Pourquoi les voitures électriques vont à la casse beaucoup plus vite que les thermiques ?

Pourquoi les voitures électriques vont à la casse beaucoup plus vite que les thermiques ?


Pour un grand nombre de voitures électriques, un dégât au niveau des batteries, même mineur, peut-être fatal et les conduire directement à la casse.

C’est une enquête de Reuters qui devrait faire beaucoup de bruit et qui pourrait aussi avoir des conséquences dans l’industrie automobile électrique. L’agence de presse britannique est partie du constat qu’au regard de ses parts de marché, le nombre de véhicules électriques dans les casses était particulièrement élevé.

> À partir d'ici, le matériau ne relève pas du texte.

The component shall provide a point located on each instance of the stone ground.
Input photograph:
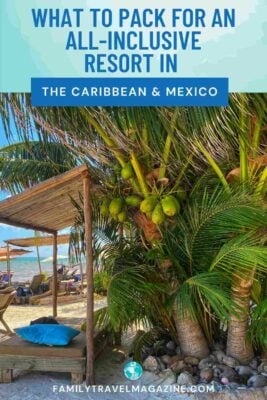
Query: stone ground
(109, 367)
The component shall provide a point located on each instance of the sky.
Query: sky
(10, 232)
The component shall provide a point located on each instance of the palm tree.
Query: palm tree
(168, 150)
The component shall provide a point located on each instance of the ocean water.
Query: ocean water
(24, 268)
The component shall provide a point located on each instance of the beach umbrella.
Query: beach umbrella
(4, 258)
(8, 253)
(59, 257)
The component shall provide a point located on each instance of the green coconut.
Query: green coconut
(133, 201)
(115, 206)
(148, 204)
(104, 208)
(158, 216)
(181, 194)
(122, 216)
(170, 205)
(113, 179)
(127, 171)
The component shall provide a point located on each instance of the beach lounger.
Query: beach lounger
(4, 279)
(16, 353)
(33, 288)
(6, 297)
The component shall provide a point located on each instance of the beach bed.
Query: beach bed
(16, 353)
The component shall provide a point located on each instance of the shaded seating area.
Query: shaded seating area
(48, 207)
(6, 297)
(5, 277)
(24, 292)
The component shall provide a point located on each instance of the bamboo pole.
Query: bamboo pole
(90, 379)
(8, 265)
(81, 273)
(54, 289)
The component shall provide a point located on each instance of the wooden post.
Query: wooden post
(8, 265)
(90, 379)
(81, 273)
(54, 288)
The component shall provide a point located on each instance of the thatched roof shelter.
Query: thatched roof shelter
(4, 252)
(48, 207)
(39, 241)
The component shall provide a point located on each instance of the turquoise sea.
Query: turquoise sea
(24, 268)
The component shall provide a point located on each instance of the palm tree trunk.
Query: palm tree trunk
(238, 345)
(191, 337)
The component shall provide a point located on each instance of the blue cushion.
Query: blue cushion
(50, 335)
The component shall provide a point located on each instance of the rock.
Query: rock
(166, 359)
(207, 362)
(177, 357)
(178, 366)
(254, 364)
(206, 375)
(235, 386)
(245, 370)
(263, 366)
(118, 356)
(224, 371)
(151, 364)
(148, 351)
(167, 377)
(171, 345)
(139, 333)
(161, 364)
(191, 360)
(229, 361)
(185, 378)
(218, 346)
(217, 386)
(257, 381)
(219, 354)
(224, 380)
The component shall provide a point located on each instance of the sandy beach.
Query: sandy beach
(29, 385)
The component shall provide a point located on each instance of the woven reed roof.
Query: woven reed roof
(39, 241)
(47, 206)
(12, 252)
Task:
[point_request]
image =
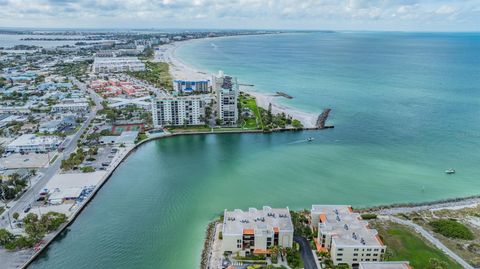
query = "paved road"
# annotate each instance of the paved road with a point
(433, 240)
(306, 253)
(30, 195)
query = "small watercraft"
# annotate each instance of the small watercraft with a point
(450, 171)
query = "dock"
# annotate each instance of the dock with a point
(322, 118)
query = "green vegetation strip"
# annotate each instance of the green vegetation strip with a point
(452, 229)
(404, 245)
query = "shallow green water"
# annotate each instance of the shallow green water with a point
(406, 107)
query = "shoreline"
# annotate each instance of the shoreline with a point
(181, 70)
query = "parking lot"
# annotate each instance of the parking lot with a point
(31, 160)
(103, 158)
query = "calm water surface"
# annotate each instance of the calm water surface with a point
(406, 107)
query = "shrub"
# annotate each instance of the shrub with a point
(451, 228)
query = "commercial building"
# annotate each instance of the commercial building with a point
(186, 86)
(255, 231)
(33, 143)
(226, 90)
(179, 110)
(384, 265)
(345, 235)
(117, 64)
(70, 107)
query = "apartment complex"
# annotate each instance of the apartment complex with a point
(345, 235)
(117, 64)
(71, 107)
(255, 231)
(187, 86)
(178, 110)
(32, 143)
(226, 90)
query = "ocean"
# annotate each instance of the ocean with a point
(406, 106)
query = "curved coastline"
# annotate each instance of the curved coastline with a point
(182, 70)
(434, 204)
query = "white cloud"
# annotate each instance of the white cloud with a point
(446, 9)
(396, 14)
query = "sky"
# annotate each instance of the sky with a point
(384, 15)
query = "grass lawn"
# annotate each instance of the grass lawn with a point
(251, 103)
(405, 245)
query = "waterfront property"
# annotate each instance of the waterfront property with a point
(187, 86)
(226, 90)
(32, 143)
(70, 107)
(384, 265)
(255, 231)
(117, 64)
(345, 236)
(179, 110)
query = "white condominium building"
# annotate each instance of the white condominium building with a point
(345, 235)
(178, 110)
(32, 143)
(226, 90)
(117, 64)
(71, 107)
(384, 265)
(255, 231)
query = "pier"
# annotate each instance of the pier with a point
(322, 118)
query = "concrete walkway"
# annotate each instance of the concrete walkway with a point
(432, 240)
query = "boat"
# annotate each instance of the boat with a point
(450, 171)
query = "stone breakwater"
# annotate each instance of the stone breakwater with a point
(208, 245)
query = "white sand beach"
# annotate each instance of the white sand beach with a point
(180, 70)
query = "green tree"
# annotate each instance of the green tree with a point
(5, 237)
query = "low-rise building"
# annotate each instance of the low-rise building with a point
(187, 86)
(384, 265)
(343, 234)
(179, 110)
(255, 231)
(33, 143)
(117, 64)
(70, 107)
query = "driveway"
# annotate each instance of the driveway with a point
(306, 252)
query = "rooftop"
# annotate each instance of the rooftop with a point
(256, 221)
(347, 228)
(384, 265)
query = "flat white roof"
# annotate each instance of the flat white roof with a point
(65, 193)
(384, 265)
(346, 227)
(258, 220)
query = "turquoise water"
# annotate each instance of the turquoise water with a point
(405, 108)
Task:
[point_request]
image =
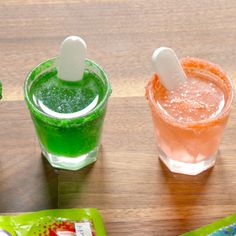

Pourquoi y a-t-il autant de voitures électriques à la « poubelle » alors qu’elles représentent moins de 15 % des véhicules en circulation ?

Des batteries trop chères à réparer

Reuters a mené son enquête des deux côtés de l’Atlantique et a constaté un nombre d’épaves électriques important de toutes marques. Qu’il s’agisse de Tesla, Hyundai, Renault, Peugeot, BMW ou encore Volkswagen, le constat est le même : des voitures électriques, même légèrement accidentées ou avec un faible kilométrage, sont envoyées au rebut à défaut d’être réparées.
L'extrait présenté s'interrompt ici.